President Pakistan Businessmen and Intellectuals Forum (PBIF), President All Karachi Industrial Alliance (AKIA), Senior Vice Chairman of the Businessmen Panel of FPCCI and former provincial minister, Mian Zahid Hussain on Wednesday said fixing the target for cotton production is not enough which should be backed by supportive steps. Cotton growers should be supported to discourage them from switching to other crops and maintain area under cultivation which is shrinking otherwise it will be damaging for the textile sector, he said.

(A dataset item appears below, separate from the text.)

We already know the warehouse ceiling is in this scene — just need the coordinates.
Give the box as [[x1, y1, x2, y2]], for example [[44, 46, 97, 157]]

Talking to the business community, the veteran business leader said that Pakistan must import five million bales to keep market stable which will increase the import bill and cost of doing business for the textile sector while it can hit the exports. He said that cotton accounts for 4.5 percent of the agricultural GDP, one percent of national GDP and it covers seventy percent cost in textile production.

Mian Zahid Hussain said that reduction in area under cultivation, pest attacks, substandard seed, and pesticides, water scarcity, low profit and high cost of inputs will reduce cotton output by 33 percent which will reduce GDP by two percent.

­­­The former minister noted that pink boll worm and white fly wastes almost four million bales due to the substandard seed which should be tackled.

He noted that the textile industry is earning thirteen billion dollars of foreign exchange and providing employment to ten million people therefore it should be given preference by policymakers. Pakistan is at the bottom of ten major cotton-producing countries while the area under cultivation has been reduced by 29 percent since 2012. India will produce 30 million bales while Pakistan will produce hardly ten million bales during the current year.

Pakistan and India have identical weather but the later is using latest machinery which has boosted the production, he said, adding that growers are selling cotton for Rs 90 per kg while textile mills are getting it for Rs 230 per kg which is damaging both. The difference is pocketed by the middlemen which is not profit but exploitation which should be discouraged. He also called for reforms to make Pakistan Central Cotton Committee an effective institution to improve situation.